We also added some sounds and a nice chill ambient music (as always, you’re the G.O.A.T kevin).
Then the stress started going crescendo, as we were shipping more and more fixes (doing “polish work”) while the deadline was coming nearer and nearer.
In an interesting way, we scrapped everything that we weren’t able to complete in ~1h. We could do that because the core of the game has already been created.
At the end, we pushed our last version 15min before the deadline, just prior to the crash of itch.io’s servers.
Yup, 9k+ games uploading at the same time can be very harsh for these computers, even if they are working for the biggest indie-games-only platform.

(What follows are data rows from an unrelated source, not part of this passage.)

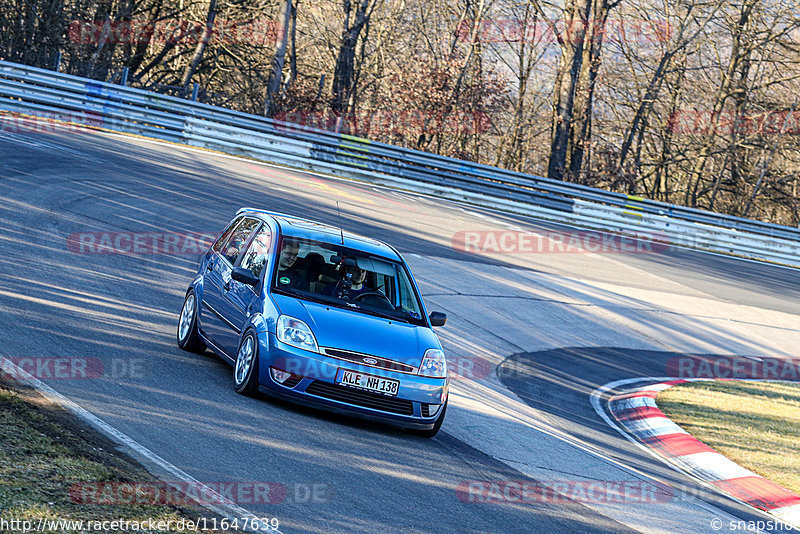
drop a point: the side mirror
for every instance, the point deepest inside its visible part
(437, 318)
(245, 276)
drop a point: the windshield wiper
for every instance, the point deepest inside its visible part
(311, 296)
(377, 313)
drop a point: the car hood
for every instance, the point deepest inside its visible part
(351, 330)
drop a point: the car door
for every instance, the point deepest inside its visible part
(225, 253)
(238, 297)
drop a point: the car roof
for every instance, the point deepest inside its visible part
(325, 233)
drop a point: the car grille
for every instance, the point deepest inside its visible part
(292, 381)
(357, 357)
(426, 409)
(360, 398)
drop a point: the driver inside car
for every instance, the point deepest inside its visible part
(353, 277)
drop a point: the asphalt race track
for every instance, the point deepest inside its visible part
(536, 333)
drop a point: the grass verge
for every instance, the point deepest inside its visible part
(44, 451)
(755, 424)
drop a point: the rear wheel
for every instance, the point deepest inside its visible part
(245, 370)
(433, 431)
(188, 337)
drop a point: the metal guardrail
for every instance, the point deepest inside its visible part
(31, 90)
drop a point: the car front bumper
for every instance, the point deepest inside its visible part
(314, 384)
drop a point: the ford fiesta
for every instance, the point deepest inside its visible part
(321, 317)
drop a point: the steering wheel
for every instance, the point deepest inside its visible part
(379, 297)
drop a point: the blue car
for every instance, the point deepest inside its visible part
(321, 317)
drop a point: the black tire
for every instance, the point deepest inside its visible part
(245, 381)
(433, 431)
(190, 340)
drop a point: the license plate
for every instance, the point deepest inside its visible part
(353, 379)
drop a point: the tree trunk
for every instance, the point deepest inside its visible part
(567, 77)
(281, 39)
(344, 72)
(201, 45)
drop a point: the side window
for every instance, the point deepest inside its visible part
(231, 247)
(256, 256)
(407, 300)
(225, 235)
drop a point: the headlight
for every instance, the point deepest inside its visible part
(433, 364)
(296, 333)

The organizers gave 1h more to allow contestants to upload their last version, despite of the massive traffic servers were being bombarded with.
But we didn’t try to fix more during that time. We all called it a day (and what a day!).
As for me, because last days were entirely dedicated to the jam, I was having a weird “empty-brain” feel. I was at the same time:
- exhausted;
- delighted;
- proud;
- and unable to do anything.
Ratings
We had 5 days to play others’ games and rate them.
I played ~10, excluding those that were not working at all.
First, I was relieved because a lot of things seemed “less good” than our game. There was a lot of laggy, unfinished projects (which is perfectly normal, it wasn’t an expert-only contest!).
Quite a lot of people played ours and gave very nice feedback. They had fun, like our playtesters.
Then, rankings were revealed.
With 38 ratings, we reached #1196 and #1705, for the Creativity and Enjoyment criteria respectively, both being our north stars for the development.
In retrospective, it was very good for our first jam as a team. Myself, I was a bit disappointed.
But next, I played the top games of each category. And most of them were very good. Moreover, they were often made by a solo participant!
Key takeaways
Let’s sumup with no particular order what I’ve learned from this project:
- I love working as a team to release something bigger than what I could have made alone.
- Rigorous planning and task management is compulsory to create something in so little time.
- Playtests are incredible, even for game jams.
- Art is important, but juicy feedback is a lot responsible for the “finished-game” look.
- You’re quicker when you practised your tools before the jam.
- I love making games, and want to focus on that for the long-term.
And now?
We were all very happy of our experience, which was a first thing for nearly everyone.
Azarom and Booalban thought that the idea couldn’t be easily expanded in a fuller, maybe commercial, game.
So they won’t work on it anymore, but were eager to jam again!
As for me, I thought there was a Papers, Please like potential in this (yes, I’m not known for my humbleness I’m afraid).
We could improve the alienating job feeling, take the rogue-lite route with upgrades and randomness and deepen the gameplay with some mechanics we ditched to save time.
I also wanted to improve the “art” by giving proper textures to the trains and rails.
Finally, as a nerdy-challenge, I wanted to try refactoring our spaghetti code (basically, everything is a mess and we kept adding things in the cracks, but that’s normal for a prototype), to practise making good architectured games (for future, bigger projects!).
Will I do it? Not so sure. But I won’t stop making games!